4. Hijrah Sosial: Menjadi Pribadi yang Bermanfaat
Hijrah juga berarti menjadi sumber kebaikan bagi lingkungan sekitar.
Rasulullah SAW mengajarkan bahwa sebaik-baik manusia adalah yang paling bermanfaat bagi orang lain.
Mahasiswa STAI Daqura bisa menerapkannya dengan:
- Aktif dalam kegiatan sosial dan dakwah kampus.
- Menolong teman tanpa pamrih.
- Menjadi contoh akhlak baik di lingkungan akademik.
Hijrah sosial menegaskan bahwa iman tidak cukup disimpan dalam hati, tapi harus diwujudkan dalam perbuatan nyata yang membawa manfaat bagi sesama.
5. Tantangan Hijrah di Era Modern
Hijrah di zaman sekarang tidak mudah.
Godaan media sosial, gaya hidup hedonis, dan lingkungan pergaulan sering kali membuat seseorang mudah goyah dan kembali pada kebiasaan lama.
Beberapa tantangan hijrah mahasiswa:
- Konsistensi ibadah di tengah kesibukan.
- Lingkungan yang kurang mendukung.
- Rasa takut dikucilkan karena perubahan diri.
Namun, jangan pernah menyerah. Setiap langkah menuju kebaikan pasti diiringi pertolongan Allah.
Hijrah bukan tentang sempurna, tapi tentang berani berubah dan tetap istiqamah.

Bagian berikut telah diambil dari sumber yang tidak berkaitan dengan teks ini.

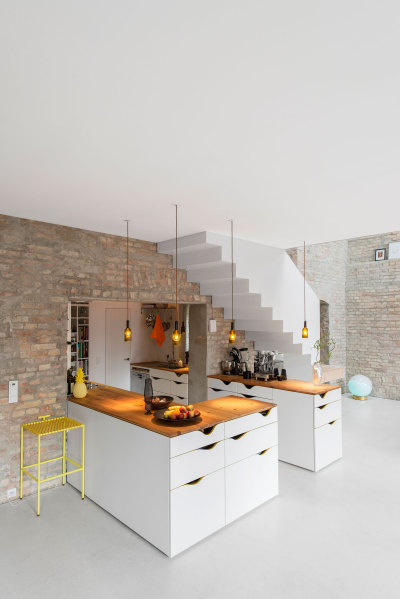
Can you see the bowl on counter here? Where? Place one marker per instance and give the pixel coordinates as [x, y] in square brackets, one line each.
[160, 402]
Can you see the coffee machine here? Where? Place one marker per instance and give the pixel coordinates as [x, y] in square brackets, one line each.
[240, 359]
[269, 365]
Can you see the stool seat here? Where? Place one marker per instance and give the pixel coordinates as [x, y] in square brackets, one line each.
[48, 426]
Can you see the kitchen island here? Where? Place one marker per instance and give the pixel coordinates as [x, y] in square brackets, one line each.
[176, 484]
[310, 416]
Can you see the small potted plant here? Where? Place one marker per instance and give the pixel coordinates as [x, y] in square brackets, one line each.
[324, 346]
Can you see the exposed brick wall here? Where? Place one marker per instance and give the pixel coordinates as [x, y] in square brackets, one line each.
[326, 273]
[43, 266]
[373, 315]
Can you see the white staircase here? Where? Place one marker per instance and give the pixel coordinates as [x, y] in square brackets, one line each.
[268, 293]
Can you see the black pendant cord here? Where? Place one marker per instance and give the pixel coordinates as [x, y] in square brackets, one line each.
[232, 266]
[127, 269]
[176, 260]
[304, 277]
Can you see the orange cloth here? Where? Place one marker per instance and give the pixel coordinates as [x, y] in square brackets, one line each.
[158, 332]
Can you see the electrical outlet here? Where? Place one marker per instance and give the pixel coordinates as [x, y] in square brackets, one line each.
[11, 493]
[12, 391]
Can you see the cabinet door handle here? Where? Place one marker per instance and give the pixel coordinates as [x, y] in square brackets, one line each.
[264, 451]
[236, 437]
[196, 481]
[266, 412]
[211, 446]
[209, 430]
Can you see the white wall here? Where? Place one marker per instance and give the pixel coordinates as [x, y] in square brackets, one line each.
[142, 347]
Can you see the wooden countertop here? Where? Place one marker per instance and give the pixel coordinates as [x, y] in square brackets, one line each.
[183, 370]
[289, 385]
[129, 406]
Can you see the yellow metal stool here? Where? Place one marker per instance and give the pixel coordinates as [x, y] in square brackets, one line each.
[48, 427]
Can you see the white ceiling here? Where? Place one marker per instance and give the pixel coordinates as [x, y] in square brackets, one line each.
[283, 115]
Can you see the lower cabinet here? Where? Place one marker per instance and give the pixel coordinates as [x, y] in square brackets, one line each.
[251, 482]
[197, 510]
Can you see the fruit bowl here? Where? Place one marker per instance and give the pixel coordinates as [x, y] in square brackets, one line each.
[161, 402]
[160, 415]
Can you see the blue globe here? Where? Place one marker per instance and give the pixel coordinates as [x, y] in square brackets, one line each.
[360, 385]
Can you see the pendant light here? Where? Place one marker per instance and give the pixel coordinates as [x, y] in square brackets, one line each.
[232, 332]
[304, 332]
[176, 336]
[127, 332]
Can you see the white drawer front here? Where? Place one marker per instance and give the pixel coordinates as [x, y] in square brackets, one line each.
[190, 441]
[194, 464]
[327, 413]
[161, 386]
[180, 389]
[197, 510]
[327, 444]
[251, 482]
[214, 393]
[321, 400]
[247, 423]
[173, 376]
[218, 384]
[247, 444]
[254, 391]
[180, 400]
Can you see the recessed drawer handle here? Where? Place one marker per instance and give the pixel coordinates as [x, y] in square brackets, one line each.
[196, 481]
[266, 412]
[264, 451]
[236, 437]
[211, 446]
[209, 430]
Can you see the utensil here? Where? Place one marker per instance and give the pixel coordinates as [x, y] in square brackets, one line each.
[160, 416]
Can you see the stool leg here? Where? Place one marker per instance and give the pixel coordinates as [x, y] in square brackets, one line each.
[21, 472]
[38, 473]
[83, 462]
[63, 457]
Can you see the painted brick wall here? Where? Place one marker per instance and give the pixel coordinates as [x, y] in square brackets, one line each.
[42, 267]
[326, 273]
[373, 315]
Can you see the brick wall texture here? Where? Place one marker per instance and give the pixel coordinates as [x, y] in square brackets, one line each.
[42, 267]
[364, 306]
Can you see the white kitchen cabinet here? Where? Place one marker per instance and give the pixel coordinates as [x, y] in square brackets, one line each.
[251, 482]
[197, 510]
[176, 491]
[166, 382]
[310, 428]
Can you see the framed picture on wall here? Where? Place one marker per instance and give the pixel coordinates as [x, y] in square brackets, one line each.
[380, 254]
[394, 250]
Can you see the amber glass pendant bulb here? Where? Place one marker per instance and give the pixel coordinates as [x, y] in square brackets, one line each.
[176, 336]
[127, 332]
[232, 334]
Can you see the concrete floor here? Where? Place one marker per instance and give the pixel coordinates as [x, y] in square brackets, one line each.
[330, 535]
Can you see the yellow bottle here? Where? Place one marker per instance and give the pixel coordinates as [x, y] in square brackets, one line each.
[80, 389]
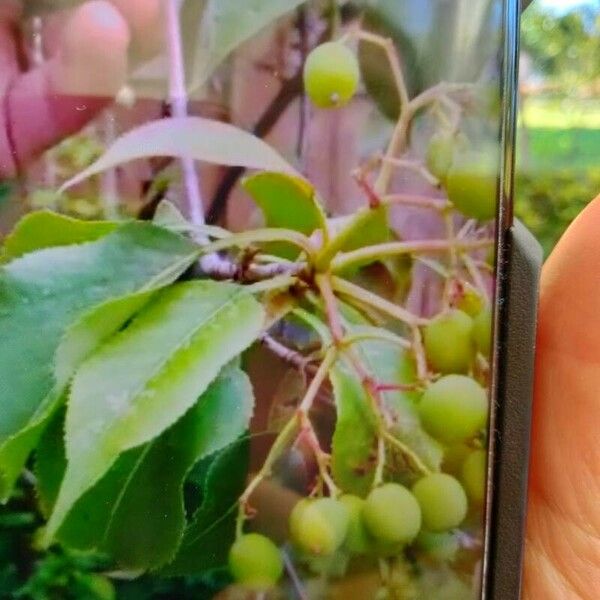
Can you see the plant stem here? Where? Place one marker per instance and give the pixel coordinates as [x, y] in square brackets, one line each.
[415, 166]
[377, 334]
[378, 251]
[394, 441]
[475, 275]
[276, 283]
[317, 381]
[247, 238]
[324, 283]
[385, 306]
[108, 179]
[415, 200]
[179, 107]
[285, 437]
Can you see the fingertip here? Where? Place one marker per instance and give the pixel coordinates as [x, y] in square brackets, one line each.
[144, 18]
[570, 288]
[93, 51]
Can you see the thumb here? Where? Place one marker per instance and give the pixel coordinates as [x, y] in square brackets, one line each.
[562, 554]
[59, 97]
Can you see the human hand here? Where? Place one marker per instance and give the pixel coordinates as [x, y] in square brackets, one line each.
[89, 50]
[563, 529]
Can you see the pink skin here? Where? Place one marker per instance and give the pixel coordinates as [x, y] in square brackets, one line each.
[47, 103]
[90, 51]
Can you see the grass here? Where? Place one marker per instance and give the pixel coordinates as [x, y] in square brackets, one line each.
[558, 164]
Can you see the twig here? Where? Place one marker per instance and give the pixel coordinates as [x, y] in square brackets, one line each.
[415, 166]
[108, 180]
[286, 354]
[416, 201]
[179, 106]
[379, 251]
[354, 291]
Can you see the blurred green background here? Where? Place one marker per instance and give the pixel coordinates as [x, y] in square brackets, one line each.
[558, 154]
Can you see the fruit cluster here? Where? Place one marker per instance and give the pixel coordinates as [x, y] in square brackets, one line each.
[421, 512]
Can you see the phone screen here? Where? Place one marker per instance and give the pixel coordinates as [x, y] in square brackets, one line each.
[250, 300]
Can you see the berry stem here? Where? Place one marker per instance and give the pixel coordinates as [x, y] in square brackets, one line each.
[179, 107]
[246, 238]
[354, 292]
[378, 251]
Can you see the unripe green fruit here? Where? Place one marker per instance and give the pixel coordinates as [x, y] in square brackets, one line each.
[454, 408]
[474, 475]
[482, 331]
[443, 501]
[440, 155]
[471, 302]
[454, 457]
[439, 546]
[319, 526]
[358, 540]
[472, 187]
[255, 561]
[449, 342]
[392, 514]
[331, 75]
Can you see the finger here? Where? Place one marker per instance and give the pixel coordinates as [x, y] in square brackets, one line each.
[563, 526]
[59, 97]
[144, 18]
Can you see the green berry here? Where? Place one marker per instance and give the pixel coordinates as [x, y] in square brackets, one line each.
[440, 155]
[392, 514]
[470, 302]
[482, 331]
[358, 540]
[443, 501]
[439, 546]
[331, 75]
[474, 475]
[472, 188]
[454, 408]
[319, 526]
[449, 342]
[255, 561]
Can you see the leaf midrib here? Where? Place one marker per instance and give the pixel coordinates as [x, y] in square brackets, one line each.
[156, 371]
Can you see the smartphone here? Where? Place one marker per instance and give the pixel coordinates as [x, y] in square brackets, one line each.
[273, 334]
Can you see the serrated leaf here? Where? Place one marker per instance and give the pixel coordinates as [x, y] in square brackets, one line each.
[392, 364]
[148, 375]
[367, 227]
[167, 215]
[354, 443]
[225, 25]
[209, 536]
[45, 229]
[286, 202]
[44, 293]
[189, 137]
[136, 512]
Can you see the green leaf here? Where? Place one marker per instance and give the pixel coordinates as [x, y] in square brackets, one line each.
[354, 443]
[225, 25]
[192, 137]
[148, 375]
[43, 294]
[136, 512]
[286, 202]
[392, 364]
[367, 227]
[45, 229]
[208, 537]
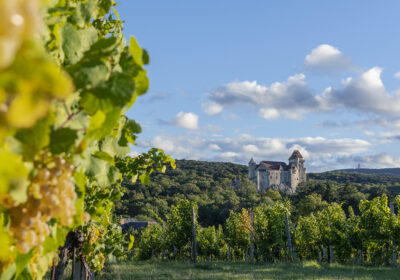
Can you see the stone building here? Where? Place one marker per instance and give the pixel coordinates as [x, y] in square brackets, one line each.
[278, 175]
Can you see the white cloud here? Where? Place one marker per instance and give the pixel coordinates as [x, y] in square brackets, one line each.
[187, 120]
[326, 58]
[212, 108]
[290, 99]
[162, 143]
[380, 160]
[293, 99]
[214, 147]
[365, 93]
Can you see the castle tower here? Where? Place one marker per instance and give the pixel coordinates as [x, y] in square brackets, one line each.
[297, 170]
[252, 170]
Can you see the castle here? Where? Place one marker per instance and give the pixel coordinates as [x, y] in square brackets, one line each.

“Sesungguhnya orang-orang yang berkata: ‘Tuhan kami ialah Allah’, kemudian mereka meneguhkan pendirian mereka, maka malaikat akan turun kepada mereka…”
— QS. Fussilat: 30
6. Menjaga Konsistensi dalam Hijrah (Istiqamah)
Hijrah tanpa istiqamah akan mudah pudar.
Oleh karena itu, Rasulullah SAW mengajarkan pentingnya menjaga konsistensi dalam kebaikan.

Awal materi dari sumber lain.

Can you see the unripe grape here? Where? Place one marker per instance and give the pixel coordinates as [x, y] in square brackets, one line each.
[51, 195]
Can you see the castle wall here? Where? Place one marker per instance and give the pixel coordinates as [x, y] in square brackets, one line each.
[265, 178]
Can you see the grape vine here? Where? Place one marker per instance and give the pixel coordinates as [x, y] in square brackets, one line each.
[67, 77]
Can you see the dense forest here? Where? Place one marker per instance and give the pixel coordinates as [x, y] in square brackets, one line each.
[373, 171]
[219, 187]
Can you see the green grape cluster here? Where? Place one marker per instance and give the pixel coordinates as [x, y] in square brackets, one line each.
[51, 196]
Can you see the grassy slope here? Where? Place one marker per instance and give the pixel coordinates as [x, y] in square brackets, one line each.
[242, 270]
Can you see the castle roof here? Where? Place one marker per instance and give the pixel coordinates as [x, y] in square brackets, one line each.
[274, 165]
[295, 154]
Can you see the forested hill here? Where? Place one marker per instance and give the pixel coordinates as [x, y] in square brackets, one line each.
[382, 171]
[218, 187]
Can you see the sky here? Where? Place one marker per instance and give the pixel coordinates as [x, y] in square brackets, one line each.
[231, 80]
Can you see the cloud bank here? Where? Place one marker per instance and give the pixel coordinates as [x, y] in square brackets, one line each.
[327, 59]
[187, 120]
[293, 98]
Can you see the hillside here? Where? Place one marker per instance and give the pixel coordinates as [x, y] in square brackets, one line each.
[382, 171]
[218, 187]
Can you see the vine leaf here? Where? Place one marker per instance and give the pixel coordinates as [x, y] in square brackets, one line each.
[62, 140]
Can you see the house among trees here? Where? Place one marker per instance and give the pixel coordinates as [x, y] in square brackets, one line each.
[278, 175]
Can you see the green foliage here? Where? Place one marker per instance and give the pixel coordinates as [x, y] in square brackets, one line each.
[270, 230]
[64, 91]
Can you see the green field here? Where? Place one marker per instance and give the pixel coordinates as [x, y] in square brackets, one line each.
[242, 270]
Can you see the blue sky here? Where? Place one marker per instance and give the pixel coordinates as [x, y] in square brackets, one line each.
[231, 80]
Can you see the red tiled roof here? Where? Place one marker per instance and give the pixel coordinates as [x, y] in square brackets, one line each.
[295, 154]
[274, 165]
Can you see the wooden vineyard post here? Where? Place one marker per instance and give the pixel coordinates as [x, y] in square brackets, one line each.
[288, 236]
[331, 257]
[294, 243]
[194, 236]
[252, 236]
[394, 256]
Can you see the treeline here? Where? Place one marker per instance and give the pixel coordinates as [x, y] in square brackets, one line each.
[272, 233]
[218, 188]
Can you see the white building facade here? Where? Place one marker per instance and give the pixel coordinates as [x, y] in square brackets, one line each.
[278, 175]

Langkah-langkah menjaga istiqamah:
- Perbanyak dzikir dan doa agar hati tetap teguh.
- Cari lingkungan yang mendukung kebaikan.
- Jangan terlalu keras menilai diri atau orang lain.
- Lakukan perubahan sedikit demi sedikit namun berkelanjutan.
“Amalan yang paling dicintai Allah adalah amalan yang terus-menerus, meskipun sedikit.”
— HR. Bukhari
Kesimpulan
Hijrah bukan sekadar tren atau simbol perubahan luar, melainkan perjalanan spiritual menuju ridha Allah SWT.
Mahasiswa STAI Daqura harus memaknai hijrah sebagai upaya untuk memperbaiki diri, memperdalam ilmu, dan menebar manfaat bagi masyarakat.
Karena sejatinya, hijrah bukan hanya tentang meninggalkan sesuatu, tapi tentang menjadi seseorang yang lebih baik.